Match file store the exact specification for a particular match to a TERM, one match per line, including the path to the corresponding database entry. Because you can place your downloaded database under an arbitrary path, you need to adjust all match files by pre-pending the correct global path prefix to the database file identifier. For example, a particular match file may look like:

% head -3 matches/001/001035.match
2.61174e-07 vt/3vtu [(58,62), (66,70)]
0.181367 me/4me9 [(294,298), (302,306)]
0.198307 wa/3wan [(188,192), (196,200)]

but it rather needs to look like:

% head -3 matches/001/001035.match
2.61174e-07 /local/path/db/vt/3vtu.pds [(58,62), (66,70)]
0.181367 /local/path/db/me/4me9.pds [(294,298), (302,306)]
0.198307 /local/path/db/wa/3wan.pds [(188,192), (196,200)]

assuming your search database is under /local/path/db. To make this replacement simultaneously in all of the match files you downloaded, run the following command:

for i in path-to-matches/*; do echo $i; for j in $i/*; do awk -F' ' -vOFS=' ' '{ $2 = "path-to-db/"$2".pds" " " }1' $j > $j.tmp; mv $j.tmp $j; done; done

where you should replace path-to-matches with the path to your matches directory and path-to-db with the path to your downloaded search database (i.e., /local/path/db in the example above).

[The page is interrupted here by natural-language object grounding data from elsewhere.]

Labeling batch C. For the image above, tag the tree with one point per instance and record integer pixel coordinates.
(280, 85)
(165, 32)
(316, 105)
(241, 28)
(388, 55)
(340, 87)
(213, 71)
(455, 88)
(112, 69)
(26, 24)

Extracting Matches and Sequences

Once all of the above operations are performed, you can extract structural and sequence information for any TERM's maches using MASER. Suppose you want to analyze the 582-nd TERM. The corresponding match file, matches/000/000581.match , contains 3952 lines, meaning that we found 3592 matches to the TERM in our analysis. To dump the sequences of all matches, you could say:

/master-path/master --query /local/path/000/000581.pds --matchIn /local/path/matches/000/000581.match --seqOut /out/path/000581.seq

where /master-path is a directory where MASTER binaries reside. The file /out/path/000581.seq will then contain the sequence of every match, in the same order as listed in the match file. If the structure of every match is also desired, the following command can be used:

/master-path/master --query /local/path/000/000581.pds --matchIn /local/path/matches/000/000581.match --seqOut /out/path/000581.seq --structOut /out/path/000581.struct

in which case a directory called /out/path/000581.struct will be created and match PDB files will be written into it, one file per match, with names corresponding to match number. MASTER offers additional output options (e.g., one can output full structures, oriented onto the query structure via just the matching region), see here for more information.


Relevant References

  1. C. O. Mackenzie, J. Zhou, G. Grigoryan, "Tertiary Alphabet for the Observable Protein Structural Universe", Proceedings of the National Academy of Sciences, 113(47): E7438-E7447, 2016.

  2. J. Zhou, G. Grigoryan, "Rapid Search for Tertiary Fragments Reveals Protein Sequence-Structure Relationships", Protein Science, 24(4): 508-524, 2015.

  3. F. Zheng, J. Zhang, G. Grigoryan, "Tertiary Structural Propensities Reveal Fundamental Sequence/Structure Relationships", Structure, 23(5): 961-971, 2015.